Take soy milk. In the Tesco longlife milk aisle, you can choose between: first, Tesco Calcium Enriched Soya Drink (at 63p a litre), your basic average soy milk; second, Tesco Organic Unsweetened Soya Drink (at 99p a litre), a premium-looking product with a price tag to match; and third, Tesco Value Unsweetened Soya Drink (60p a litre) with its no-frills packaging. Yet if you look at the small print, you will see that the Value soy milk is organic too. In other words, you are being offered a choice between spending 60p on organic soy milk that doesn’t appear to be organic or 39p more for the organic soy milk that loudly trumpets the fact. By paying that 39p, you are effectively admitting that organic food is simply an idea to you. It is an idea that says wealth and health (whereas “Value” is an idea that says poverty). This is the reductio ad absurdum of “organic” as a brand.

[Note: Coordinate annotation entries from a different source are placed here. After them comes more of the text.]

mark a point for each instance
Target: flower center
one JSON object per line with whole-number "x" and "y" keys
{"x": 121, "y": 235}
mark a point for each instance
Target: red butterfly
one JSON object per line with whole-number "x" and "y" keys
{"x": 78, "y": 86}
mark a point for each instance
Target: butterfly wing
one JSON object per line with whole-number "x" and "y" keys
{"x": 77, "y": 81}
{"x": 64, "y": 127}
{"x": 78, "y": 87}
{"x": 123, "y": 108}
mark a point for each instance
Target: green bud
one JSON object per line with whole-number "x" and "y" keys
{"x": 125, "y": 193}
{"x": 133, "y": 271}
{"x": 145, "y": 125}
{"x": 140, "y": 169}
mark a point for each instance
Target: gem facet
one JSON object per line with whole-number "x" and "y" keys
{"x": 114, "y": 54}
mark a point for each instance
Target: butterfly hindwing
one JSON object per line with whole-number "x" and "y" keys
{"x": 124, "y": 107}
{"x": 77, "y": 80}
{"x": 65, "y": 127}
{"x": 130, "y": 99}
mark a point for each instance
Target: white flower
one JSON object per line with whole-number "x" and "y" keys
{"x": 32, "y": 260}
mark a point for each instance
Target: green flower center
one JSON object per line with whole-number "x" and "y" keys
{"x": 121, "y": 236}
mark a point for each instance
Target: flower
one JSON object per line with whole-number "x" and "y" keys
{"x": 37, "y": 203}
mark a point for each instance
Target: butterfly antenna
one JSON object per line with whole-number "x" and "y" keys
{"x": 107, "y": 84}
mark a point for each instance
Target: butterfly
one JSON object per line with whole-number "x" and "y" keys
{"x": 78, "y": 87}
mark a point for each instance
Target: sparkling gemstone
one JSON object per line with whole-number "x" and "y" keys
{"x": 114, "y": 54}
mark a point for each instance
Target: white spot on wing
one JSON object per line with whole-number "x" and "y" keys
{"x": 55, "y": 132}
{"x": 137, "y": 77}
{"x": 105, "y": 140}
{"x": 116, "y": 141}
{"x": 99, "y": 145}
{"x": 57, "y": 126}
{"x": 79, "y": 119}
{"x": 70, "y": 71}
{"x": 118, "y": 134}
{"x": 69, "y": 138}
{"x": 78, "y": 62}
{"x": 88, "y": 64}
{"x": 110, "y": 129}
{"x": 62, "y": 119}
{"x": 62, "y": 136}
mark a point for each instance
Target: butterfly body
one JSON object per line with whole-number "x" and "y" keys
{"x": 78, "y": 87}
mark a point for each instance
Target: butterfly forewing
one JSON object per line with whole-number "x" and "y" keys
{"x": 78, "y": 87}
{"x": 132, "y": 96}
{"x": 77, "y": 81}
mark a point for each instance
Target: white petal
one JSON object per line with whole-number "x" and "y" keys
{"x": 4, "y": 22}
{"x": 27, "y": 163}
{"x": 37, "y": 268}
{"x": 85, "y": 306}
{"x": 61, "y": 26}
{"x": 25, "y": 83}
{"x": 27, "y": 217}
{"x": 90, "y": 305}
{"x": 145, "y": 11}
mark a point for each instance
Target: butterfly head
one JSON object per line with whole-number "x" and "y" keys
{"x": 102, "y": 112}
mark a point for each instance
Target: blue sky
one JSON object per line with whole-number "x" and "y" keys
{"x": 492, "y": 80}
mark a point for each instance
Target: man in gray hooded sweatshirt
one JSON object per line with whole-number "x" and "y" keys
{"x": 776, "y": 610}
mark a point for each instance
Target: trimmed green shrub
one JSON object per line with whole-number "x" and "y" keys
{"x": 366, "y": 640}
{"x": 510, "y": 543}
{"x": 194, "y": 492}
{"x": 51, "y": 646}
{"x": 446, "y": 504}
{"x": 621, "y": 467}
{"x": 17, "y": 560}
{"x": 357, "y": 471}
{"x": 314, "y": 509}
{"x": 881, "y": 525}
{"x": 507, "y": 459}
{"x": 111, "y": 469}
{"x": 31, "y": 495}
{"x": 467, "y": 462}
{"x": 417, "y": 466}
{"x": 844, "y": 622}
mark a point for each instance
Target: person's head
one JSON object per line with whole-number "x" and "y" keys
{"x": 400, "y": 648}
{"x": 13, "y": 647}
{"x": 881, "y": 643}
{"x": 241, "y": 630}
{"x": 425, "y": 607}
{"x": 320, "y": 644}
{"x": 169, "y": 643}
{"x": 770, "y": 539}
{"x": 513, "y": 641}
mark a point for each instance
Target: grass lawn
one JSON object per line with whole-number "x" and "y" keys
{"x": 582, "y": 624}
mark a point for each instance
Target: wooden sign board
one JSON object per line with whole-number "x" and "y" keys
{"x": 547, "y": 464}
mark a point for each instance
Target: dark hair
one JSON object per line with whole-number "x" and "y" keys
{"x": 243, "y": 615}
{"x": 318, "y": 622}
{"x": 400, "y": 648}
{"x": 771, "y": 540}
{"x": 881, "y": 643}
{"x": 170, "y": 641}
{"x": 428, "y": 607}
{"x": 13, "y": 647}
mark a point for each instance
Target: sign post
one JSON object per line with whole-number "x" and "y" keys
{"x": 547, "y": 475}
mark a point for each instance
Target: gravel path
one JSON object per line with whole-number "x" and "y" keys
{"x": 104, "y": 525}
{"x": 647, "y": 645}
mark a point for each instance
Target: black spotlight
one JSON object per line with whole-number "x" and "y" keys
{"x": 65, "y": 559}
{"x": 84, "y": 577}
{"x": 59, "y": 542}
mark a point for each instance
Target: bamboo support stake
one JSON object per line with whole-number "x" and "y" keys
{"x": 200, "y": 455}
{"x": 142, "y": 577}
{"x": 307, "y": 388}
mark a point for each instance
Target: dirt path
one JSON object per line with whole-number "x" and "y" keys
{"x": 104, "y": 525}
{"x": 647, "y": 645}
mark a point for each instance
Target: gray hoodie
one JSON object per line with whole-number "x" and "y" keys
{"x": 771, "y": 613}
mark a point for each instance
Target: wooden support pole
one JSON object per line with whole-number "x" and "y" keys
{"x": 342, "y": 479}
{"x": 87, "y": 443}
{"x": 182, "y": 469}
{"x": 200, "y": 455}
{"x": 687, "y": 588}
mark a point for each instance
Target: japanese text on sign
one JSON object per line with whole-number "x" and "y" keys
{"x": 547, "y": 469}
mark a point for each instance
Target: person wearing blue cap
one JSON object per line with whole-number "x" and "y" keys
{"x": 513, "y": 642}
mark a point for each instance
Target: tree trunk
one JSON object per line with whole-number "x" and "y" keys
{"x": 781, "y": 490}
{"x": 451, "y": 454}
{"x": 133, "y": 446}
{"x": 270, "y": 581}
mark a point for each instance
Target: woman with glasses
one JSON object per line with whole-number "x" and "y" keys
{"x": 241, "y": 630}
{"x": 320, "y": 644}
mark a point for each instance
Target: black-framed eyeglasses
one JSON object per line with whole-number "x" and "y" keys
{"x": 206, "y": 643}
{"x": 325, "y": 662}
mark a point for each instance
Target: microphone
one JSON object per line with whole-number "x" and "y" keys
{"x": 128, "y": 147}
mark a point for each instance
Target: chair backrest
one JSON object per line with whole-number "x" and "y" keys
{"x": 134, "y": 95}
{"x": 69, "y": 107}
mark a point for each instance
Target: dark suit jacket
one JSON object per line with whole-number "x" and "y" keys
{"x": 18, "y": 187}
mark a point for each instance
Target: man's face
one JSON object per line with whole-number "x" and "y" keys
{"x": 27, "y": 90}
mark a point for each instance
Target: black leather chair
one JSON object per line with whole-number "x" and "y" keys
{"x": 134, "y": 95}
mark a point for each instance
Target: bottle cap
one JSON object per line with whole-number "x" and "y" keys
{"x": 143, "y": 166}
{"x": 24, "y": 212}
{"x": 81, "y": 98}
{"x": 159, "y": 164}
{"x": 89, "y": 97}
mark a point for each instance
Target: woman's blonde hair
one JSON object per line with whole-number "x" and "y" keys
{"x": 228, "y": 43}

However morally-driven we might all pretend (and like) to be, people like Megan McArdle are a rarity.  For the vast majority of us, buying organic is a way of tickling our egos or showing off to our dinner-party guests.  If we actually end up easing the living conditions of the creatures we eat, that’s a largely unnecessary bonus, because it’s the label that counts.  This is not unique.  In a very real way, buying organic food is much the same as buying “fair trade” food.  We’re buying the highly-visible feel-good factor.  Don’t believe me?  Here’s another titbit of evidence.  Bee Wilson notes:

In the US, [t]he USDA allows many more nonorganic ingredients to be used in “organic” food than are permissible in the UK. Last year, there was outrage when the USDA certified Anheuser-Busch’s Wild Hop Lager, which included hops sprayed with pesticides and grown with chemical fertilisers, as an “organic” beer.

Wild Hop Lager does get lampooned, but not because they failed to make their product truely organic.  People bag it because it’s a bad beer.  Here are it’s reviews on RateBeer.com, BeerAdvocate.com and hop-talk.com.  Notice that none of them are rejecting it because of it’s judicious use of the word “organic.”  They’re rating it on the basis of what makes a good beer.  The closest we get is from the latter, saying:

Why is it awful…? Because once again a megabrewery is trying to make a product that looks like a craft brew, yet they are pouring their money into marketing it and not into making it.

… which is really saying nothing about the desirability of environmental sustainability or the avoidance of man-made chemicals.  If Anheuser-Busch produced a not-at-all organic beer that nevertheless tasted good this reviewer would be all over it.